February 25, 2021

2153 words 11 mins read



Code and files to go along with CS329s machine learning model deployment tutorial.

repo name mrdbourke/cs329s-ml-deployment-tutorial
repo link https://github.com/mrdbourke/cs329s-ml-deployment-tutorial
homepage https://youtu.be/fw6NMQrYc6w
language Jupyter Notebook
size (curr.) 70376 kB
stars (curr.) 293
created 2021-02-09
license MIT License

CS329s Machine Learning Model Deployment Tutorial

Warning: Following the steps of what’s in here may cost you money (Google Cloud is a paid service), be sure to shut down any Google Cloud service you no longer need to use to avoid charges.

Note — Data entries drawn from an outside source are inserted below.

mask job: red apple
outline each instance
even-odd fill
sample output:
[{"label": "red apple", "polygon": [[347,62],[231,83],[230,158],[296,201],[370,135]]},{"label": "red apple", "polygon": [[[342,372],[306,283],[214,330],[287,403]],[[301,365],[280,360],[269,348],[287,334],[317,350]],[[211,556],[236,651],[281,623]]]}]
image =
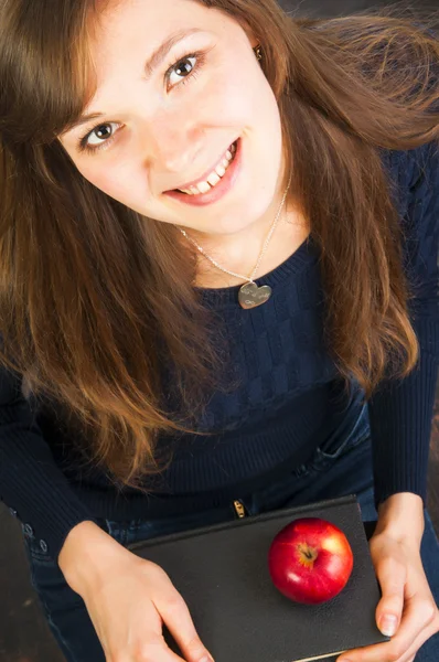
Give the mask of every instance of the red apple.
[{"label": "red apple", "polygon": [[320,605],[346,585],[354,565],[344,533],[319,517],[287,524],[272,540],[268,568],[276,588],[304,605]]}]

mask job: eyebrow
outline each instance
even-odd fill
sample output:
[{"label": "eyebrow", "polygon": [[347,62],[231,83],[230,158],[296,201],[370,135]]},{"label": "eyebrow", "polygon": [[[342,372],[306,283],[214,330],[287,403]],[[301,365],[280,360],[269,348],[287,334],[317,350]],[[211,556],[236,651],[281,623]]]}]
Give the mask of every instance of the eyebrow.
[{"label": "eyebrow", "polygon": [[[190,30],[178,30],[169,35],[168,39],[164,40],[150,55],[144,64],[144,81],[149,81],[152,76],[153,72],[160,66],[163,62],[170,50],[182,39],[189,36],[190,34],[194,34],[195,32],[203,32],[200,28],[191,28]],[[72,125],[68,126],[65,134],[79,127],[83,124],[86,124],[90,119],[97,119],[98,117],[103,117],[105,113],[89,113],[88,115],[82,115],[79,119]]]}]

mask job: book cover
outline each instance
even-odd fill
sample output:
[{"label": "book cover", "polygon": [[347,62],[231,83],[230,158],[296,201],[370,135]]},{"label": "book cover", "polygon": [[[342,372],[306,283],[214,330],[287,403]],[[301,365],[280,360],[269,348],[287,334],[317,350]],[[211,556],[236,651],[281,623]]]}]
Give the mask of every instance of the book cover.
[{"label": "book cover", "polygon": [[[269,575],[275,535],[299,517],[332,522],[353,552],[347,584],[321,605],[293,602]],[[332,662],[346,650],[389,641],[375,622],[381,590],[354,494],[161,535],[129,548],[165,570],[215,662]],[[183,656],[165,626],[163,636]]]}]

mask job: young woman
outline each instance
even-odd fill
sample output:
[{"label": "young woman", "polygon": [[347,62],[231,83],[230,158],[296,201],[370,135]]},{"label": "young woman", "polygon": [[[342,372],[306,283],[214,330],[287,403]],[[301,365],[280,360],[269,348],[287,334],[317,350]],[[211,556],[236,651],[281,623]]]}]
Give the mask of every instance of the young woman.
[{"label": "young woman", "polygon": [[0,493],[66,659],[201,662],[130,543],[350,493],[392,639],[339,660],[439,659],[435,33],[0,8]]}]

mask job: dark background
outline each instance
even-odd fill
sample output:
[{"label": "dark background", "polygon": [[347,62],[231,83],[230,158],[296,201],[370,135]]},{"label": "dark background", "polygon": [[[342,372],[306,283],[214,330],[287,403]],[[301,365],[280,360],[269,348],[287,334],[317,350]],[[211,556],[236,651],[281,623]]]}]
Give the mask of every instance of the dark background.
[{"label": "dark background", "polygon": [[[330,17],[389,4],[367,0],[281,0],[297,15]],[[395,4],[393,2],[392,4]],[[439,0],[415,0],[398,7],[439,9]],[[439,388],[435,407],[428,484],[428,510],[439,535]],[[64,658],[42,616],[30,580],[19,522],[0,503],[0,660],[63,662]]]}]

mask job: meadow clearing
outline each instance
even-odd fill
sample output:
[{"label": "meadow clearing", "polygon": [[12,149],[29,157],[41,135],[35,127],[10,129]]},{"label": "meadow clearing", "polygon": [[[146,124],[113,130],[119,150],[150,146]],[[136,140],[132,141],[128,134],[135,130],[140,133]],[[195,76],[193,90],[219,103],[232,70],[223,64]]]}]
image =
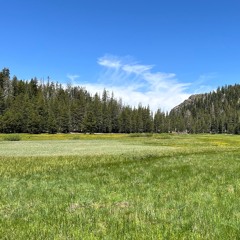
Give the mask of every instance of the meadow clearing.
[{"label": "meadow clearing", "polygon": [[239,239],[240,136],[0,135],[0,239]]}]

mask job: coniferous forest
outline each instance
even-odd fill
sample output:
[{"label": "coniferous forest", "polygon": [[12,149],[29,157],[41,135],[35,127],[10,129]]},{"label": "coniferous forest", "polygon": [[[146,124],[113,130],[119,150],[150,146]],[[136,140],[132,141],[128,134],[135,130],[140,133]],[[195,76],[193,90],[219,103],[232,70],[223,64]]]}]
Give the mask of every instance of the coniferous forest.
[{"label": "coniferous forest", "polygon": [[170,113],[122,104],[114,93],[0,71],[1,133],[240,133],[240,85],[193,95]]}]

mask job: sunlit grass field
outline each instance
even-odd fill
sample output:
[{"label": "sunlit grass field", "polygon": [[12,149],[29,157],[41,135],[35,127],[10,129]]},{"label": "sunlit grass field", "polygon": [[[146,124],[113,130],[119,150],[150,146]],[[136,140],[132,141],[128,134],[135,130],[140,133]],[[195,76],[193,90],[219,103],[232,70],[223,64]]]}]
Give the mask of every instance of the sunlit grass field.
[{"label": "sunlit grass field", "polygon": [[240,136],[0,135],[0,239],[239,239]]}]

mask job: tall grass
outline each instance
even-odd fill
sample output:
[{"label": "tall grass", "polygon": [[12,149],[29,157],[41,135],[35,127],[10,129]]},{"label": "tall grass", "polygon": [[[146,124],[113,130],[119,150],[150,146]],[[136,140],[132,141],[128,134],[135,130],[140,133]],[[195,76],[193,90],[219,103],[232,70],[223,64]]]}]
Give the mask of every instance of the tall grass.
[{"label": "tall grass", "polygon": [[[48,154],[23,155],[18,143]],[[4,152],[10,142],[0,143],[0,239],[240,235],[237,136],[18,143],[12,150],[19,156]],[[73,150],[74,143],[87,154],[64,155],[60,146]]]}]

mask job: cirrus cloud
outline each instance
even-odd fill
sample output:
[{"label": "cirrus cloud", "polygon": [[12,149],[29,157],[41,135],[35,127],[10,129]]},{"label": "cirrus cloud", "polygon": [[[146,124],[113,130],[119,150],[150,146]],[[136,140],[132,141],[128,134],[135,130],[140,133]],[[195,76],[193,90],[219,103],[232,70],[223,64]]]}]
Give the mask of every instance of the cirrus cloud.
[{"label": "cirrus cloud", "polygon": [[190,96],[189,83],[178,81],[176,74],[155,72],[153,65],[143,65],[127,57],[105,55],[98,59],[103,67],[97,83],[85,83],[92,93],[103,89],[113,92],[124,104],[149,105],[153,111],[169,111]]}]

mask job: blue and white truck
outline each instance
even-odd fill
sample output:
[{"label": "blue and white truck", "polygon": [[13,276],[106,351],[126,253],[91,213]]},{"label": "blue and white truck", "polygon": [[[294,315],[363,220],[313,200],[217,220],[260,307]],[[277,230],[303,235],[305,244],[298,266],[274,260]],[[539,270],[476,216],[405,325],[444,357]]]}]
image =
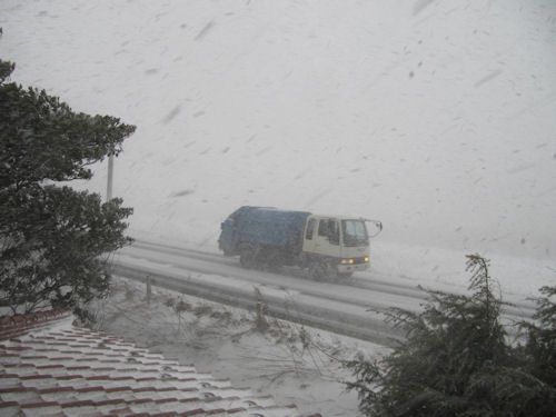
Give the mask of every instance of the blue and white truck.
[{"label": "blue and white truck", "polygon": [[218,246],[245,268],[299,266],[314,278],[349,277],[370,265],[367,221],[381,230],[377,220],[244,206],[221,224]]}]

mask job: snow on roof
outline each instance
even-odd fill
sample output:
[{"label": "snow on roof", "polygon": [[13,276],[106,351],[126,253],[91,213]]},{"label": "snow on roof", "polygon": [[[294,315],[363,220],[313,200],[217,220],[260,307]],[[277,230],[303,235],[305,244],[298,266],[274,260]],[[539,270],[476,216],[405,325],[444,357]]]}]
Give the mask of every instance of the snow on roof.
[{"label": "snow on roof", "polygon": [[0,415],[300,416],[295,405],[72,321],[54,310],[0,317]]}]

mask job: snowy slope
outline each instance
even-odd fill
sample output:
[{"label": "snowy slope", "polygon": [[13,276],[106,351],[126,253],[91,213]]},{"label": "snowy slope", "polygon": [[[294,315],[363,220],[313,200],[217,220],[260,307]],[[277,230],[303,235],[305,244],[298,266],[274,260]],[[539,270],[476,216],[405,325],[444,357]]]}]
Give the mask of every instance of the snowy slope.
[{"label": "snowy slope", "polygon": [[138,126],[135,234],[215,250],[238,206],[276,206],[383,220],[385,268],[424,254],[390,242],[554,277],[554,1],[2,0],[0,26],[16,81]]}]

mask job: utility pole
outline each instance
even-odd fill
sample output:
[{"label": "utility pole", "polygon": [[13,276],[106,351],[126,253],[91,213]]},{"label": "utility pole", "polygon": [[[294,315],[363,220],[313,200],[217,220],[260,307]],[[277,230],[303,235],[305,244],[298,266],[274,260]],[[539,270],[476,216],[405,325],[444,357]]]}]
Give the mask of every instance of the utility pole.
[{"label": "utility pole", "polygon": [[106,186],[106,200],[112,199],[112,178],[113,178],[113,153],[108,156],[108,180]]}]

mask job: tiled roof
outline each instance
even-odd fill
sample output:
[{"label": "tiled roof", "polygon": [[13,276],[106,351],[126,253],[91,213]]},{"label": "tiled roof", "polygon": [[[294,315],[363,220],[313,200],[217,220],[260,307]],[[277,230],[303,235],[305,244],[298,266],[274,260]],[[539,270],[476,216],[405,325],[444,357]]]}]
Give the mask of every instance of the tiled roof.
[{"label": "tiled roof", "polygon": [[72,321],[63,311],[0,318],[1,416],[299,416]]}]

Thank you to: Mark Douthwaite’s incredible ML + software engineering blog, Lj Miranda’s amazing post on software engineering tools for data scientists, Chip Huyen and Ashik Shafi’s gracious feedback on the raw materials of this tutorial.

What is in here?

Code and files to go along with CS329s machine learning model deployment tutorial.

What do I need to get started?

Warning (again): Using Google Cloud services costs money. If you don’t have credits (you get $300USD when you first sign up), you will be charged. Delete and shutdown your work when finished to avoid charges.

What will I end up with?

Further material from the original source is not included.